September 9, 2019
Dr. Stephanie FitchettData Scientist, Transamerica
Come and meet with Dr. Fitchett
Machine learning models are becoming ubiquitous, as are data science positions for those who build them. This talk will start with a general discussion of machine learning, then focus on some specific machine learning models under development for life insurance underwriting. We will discuss how one or two models work at a high level, some of the challenges in building useful models, and the safeguards that are in place to prevent unintended negative consequences. If there is interest, we can also talk about data science as a career path.
There are many opportunities in industry for students with strong statistical and mathematical backgrounds—not necessarily majors. This talk will share a handful of projects that have a statistical or mathematical component and are driven by science or business needs. The projects include tracking the effects of landfill contaminants on fish over time; detecting anomalies in “pattern or life” transportation routes using imagery from synthetic aperture radar; estimating the extent of music piracy among an internet provider’s customers; and modeling the spread of avian influenza in Southeast Asia.
Stephanie Fitchett holds a PhD in mathematics from the University of Nebraska and an MS in statistics from Colorado State University.
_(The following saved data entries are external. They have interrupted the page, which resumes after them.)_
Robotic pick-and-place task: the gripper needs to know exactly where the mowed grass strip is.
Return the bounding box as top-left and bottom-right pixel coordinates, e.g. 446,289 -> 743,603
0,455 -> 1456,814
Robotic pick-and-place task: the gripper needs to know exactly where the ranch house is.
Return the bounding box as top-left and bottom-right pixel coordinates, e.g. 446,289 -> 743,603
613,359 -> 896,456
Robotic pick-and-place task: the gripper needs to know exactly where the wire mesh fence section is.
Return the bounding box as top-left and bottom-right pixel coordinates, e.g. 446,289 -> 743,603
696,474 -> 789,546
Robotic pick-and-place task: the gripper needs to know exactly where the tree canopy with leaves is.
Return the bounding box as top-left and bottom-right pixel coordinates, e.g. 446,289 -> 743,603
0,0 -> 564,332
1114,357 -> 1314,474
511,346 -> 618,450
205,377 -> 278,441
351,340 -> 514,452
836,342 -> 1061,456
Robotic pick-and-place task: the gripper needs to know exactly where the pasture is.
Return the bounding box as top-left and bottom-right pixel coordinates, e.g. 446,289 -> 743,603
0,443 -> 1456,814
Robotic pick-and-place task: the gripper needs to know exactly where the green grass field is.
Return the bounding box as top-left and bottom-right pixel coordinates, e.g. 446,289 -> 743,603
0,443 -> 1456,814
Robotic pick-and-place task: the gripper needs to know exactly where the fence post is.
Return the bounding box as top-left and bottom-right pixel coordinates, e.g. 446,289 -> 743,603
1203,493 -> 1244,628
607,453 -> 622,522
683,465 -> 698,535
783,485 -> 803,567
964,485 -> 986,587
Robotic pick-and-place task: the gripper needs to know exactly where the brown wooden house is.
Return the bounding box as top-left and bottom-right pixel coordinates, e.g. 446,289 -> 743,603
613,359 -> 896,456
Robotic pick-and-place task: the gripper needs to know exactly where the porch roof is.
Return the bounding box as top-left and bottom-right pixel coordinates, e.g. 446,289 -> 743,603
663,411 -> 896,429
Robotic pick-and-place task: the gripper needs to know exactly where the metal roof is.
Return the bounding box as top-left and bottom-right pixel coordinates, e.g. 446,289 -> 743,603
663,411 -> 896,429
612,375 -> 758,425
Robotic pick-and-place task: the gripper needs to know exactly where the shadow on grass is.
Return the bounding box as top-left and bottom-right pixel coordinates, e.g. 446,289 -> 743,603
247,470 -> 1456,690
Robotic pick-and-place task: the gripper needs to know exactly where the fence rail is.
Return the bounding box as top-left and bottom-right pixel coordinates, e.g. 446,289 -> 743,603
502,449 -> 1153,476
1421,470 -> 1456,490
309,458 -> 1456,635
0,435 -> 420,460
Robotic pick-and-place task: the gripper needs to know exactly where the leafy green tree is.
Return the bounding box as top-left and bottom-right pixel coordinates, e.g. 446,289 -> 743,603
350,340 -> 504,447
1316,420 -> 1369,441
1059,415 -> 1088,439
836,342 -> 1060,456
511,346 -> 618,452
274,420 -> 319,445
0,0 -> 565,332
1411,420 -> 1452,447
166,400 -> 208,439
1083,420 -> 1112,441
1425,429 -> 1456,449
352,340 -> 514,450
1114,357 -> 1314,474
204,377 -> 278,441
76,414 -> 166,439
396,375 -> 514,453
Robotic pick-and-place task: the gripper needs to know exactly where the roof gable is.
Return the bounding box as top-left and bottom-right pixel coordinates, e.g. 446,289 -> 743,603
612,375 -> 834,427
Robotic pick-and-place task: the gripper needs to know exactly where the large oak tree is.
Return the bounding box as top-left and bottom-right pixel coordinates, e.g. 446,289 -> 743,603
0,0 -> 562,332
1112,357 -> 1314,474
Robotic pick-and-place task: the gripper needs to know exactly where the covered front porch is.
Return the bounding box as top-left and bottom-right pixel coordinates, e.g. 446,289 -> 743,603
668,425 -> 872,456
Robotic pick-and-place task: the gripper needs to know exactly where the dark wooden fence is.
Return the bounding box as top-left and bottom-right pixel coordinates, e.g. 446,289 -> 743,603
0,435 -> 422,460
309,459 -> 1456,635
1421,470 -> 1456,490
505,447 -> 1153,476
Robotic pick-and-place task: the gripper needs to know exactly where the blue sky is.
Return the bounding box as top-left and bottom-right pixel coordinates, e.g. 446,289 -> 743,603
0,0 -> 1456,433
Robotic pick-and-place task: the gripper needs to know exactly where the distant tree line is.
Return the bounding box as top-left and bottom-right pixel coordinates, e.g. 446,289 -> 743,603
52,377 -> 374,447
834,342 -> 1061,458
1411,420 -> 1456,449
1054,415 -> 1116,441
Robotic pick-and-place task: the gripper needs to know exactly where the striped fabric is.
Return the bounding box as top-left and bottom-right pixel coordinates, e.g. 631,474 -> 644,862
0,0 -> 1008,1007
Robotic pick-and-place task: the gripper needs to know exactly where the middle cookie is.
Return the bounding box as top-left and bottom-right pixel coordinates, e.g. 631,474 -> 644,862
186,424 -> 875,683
Following a postdoctoral position, she spent 12 years as a faculty member at Florida Atlantic University’s Honors College and at the University of Northern Colorado. She has worked as a statistician in industry for the past seven years, first at Sandia National Laboratories, and later at Neptune, a small environmental consulting firm. In her current position as a data scientist at Transamerica, a life insurance company, she builds statistical models that leverage corporate and external data to facilitate underwriting of life insurance policies. Steph lives in Boulder, Colorado, and is an avid whitewater kayaker.